In order to abstract different kinds of instruments based on a wide range of PC cards or microcontrollers (such as drones, rovers, ROVs, weather stations, surface current radars, and weather radars) a a plug-in framework is needed because of differences in both hardware interfaces and acquisition data rates [16].

Targeting our final goal of instrument sharing as IoT components, the use of commonly accepted and wide spread technologies and tools as web services is a mandatory approach.

Nevertheless, some things are characterized by behaviors difficulty matching with the latency of SOAP services or with the resource approach of REST APIs.

Pointing the attention of a social addressed Internet of Things where the main target is the increasing of the quality of human life, environmental data acquisition instruments interact with their proxy hardware in different ways: weather station data loggers could work in real-time or in batch mode in respect of the data link type, the coastal and weather radars work in a similar way using a power workstation as a proxy machine.

The use of RPi and Arduino could be a common playground for different actors of the world of IoT, thanks to the integration of GPIO interfaces and programmable microcontrollers in an elastic/on demand cloud scenario.

To face this different situations, we used a layered approach finding the boundary between the strictly hardware related interactions and the better place where to group common characteristics.

This ideal line is where to work in terms of virtualization on the lower side and abstraction on the upper side [3].

8 Conclusions and future works

In this work have been presented our preliminary results about the design and the implementation of an OpenCL wrapper library as GVirtuS framework plugin in order to accelerate sub-clusters of low power demanding ARM based boards using high end GPGPU devices.

We chose OpenCL as parallel programming computing model because it is independent from any kind of architectural constraints.

The most challenging result achieved is the implementation of a base tool unchaining the development of really distributed and heterogenic hardware architectures dedicated (but not limited to) hosting HPCC middleware and software applications.

The experiments we performed demonstrate how the proposed approach is convenient.

The incredible performance results we achieved (up to x2500 in the MatrixMul benchmark), the wall clock using acceleration is less than the 1 % compared with the non-accelerated ARM board, have been affected by the computing power of the ARM side: they need for more investigation and developments.
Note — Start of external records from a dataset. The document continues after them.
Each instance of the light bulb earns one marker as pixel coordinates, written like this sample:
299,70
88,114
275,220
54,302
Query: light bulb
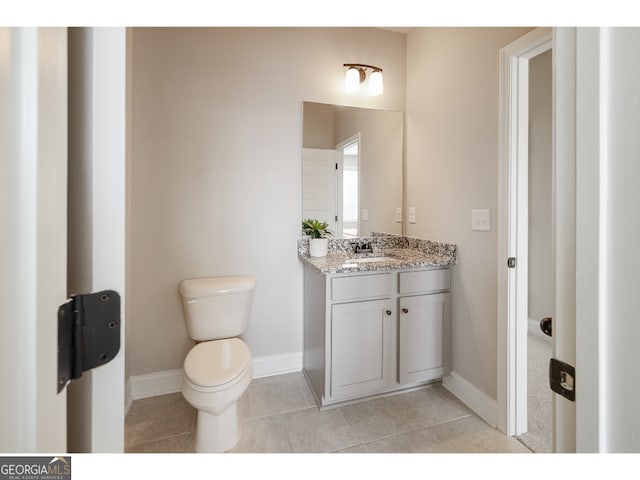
352,81
375,83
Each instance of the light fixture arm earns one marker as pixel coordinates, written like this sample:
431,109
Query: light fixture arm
357,73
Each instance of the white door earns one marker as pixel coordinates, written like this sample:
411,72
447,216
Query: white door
319,186
97,220
34,97
513,228
605,119
33,222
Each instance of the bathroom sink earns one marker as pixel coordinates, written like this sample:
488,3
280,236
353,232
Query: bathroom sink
371,259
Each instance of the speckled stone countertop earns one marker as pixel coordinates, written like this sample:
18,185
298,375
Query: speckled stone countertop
399,252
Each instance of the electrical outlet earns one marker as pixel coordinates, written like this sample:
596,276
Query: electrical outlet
412,214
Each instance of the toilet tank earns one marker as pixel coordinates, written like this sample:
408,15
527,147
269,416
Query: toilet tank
217,307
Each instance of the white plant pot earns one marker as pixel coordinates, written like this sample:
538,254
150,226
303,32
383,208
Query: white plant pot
318,247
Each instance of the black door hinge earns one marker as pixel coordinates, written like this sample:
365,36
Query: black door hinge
562,379
88,334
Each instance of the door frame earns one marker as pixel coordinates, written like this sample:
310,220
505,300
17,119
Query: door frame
513,228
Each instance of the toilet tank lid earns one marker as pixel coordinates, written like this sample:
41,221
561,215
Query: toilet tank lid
204,287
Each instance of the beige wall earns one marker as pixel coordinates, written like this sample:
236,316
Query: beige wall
216,168
452,168
540,192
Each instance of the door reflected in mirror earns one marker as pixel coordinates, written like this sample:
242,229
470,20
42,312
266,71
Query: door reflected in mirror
348,161
352,169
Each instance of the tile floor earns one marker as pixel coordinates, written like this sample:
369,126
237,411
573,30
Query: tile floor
279,415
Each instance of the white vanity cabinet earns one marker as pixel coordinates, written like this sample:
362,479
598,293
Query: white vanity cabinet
368,333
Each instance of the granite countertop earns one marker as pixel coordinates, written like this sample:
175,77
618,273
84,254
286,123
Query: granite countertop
401,253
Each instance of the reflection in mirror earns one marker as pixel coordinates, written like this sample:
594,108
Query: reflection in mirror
347,172
352,169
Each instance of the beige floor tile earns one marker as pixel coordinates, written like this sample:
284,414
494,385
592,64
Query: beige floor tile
428,406
263,435
466,435
315,431
396,444
158,417
373,419
176,444
281,394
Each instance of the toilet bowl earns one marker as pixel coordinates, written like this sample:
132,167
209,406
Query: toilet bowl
217,370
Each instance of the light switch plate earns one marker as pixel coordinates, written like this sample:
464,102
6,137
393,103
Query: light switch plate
481,220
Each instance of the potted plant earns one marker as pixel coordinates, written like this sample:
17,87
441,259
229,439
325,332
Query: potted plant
318,233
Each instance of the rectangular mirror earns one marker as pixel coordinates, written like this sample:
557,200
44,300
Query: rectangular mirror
352,169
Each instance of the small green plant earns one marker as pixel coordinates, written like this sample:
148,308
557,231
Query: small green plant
316,229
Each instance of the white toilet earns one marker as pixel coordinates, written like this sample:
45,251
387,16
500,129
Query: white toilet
217,370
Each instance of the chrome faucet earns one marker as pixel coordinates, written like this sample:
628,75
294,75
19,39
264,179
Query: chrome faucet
362,247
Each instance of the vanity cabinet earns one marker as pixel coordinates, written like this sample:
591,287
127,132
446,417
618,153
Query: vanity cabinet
360,346
369,333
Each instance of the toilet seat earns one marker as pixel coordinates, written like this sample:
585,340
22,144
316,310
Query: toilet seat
217,364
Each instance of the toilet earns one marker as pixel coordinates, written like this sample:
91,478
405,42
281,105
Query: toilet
217,370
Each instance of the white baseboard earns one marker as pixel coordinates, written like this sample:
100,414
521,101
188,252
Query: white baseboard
170,381
478,401
269,365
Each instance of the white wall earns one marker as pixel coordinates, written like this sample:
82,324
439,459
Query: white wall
540,188
216,172
452,168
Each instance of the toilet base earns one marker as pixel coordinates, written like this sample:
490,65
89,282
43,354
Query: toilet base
217,433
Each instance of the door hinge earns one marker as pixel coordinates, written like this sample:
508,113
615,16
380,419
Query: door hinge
562,379
88,333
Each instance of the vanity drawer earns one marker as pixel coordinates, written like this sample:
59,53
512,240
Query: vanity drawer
424,281
359,287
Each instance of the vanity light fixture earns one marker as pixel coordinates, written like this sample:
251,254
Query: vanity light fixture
357,73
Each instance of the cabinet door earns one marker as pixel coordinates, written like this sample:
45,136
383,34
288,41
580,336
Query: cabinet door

The next step will be the development of sub-cluster made by high performance ARM based boards provided by multicore ARM 64bit CPUs with virtualization extensions and high bandwidth network interfaces.

In particular, using multicore, high memory, dual 1G ethernet ARM boards computing nodes we could split the MPI message passing communication and the GVirtuS data transfer and remote invocations on two different network fabrics increasing the scalability and better evaluating the latency of each software component.

With this kind of environment setup, we will investigate the possible performance improvements on the ARM side joined with a better scalability because of a more performing communication with both the accelerator and the input/output node.

Further and amazing research could be performed focusing on the development of a mixed x86_64/ARM general parallel file system [9].

More developments are planned on setup complete miniature HPCC provider using open source software integrating the different flowers of GPGPU virtualization and sub-cluster acceleration with the aim of next generation of real world applications [12, 21].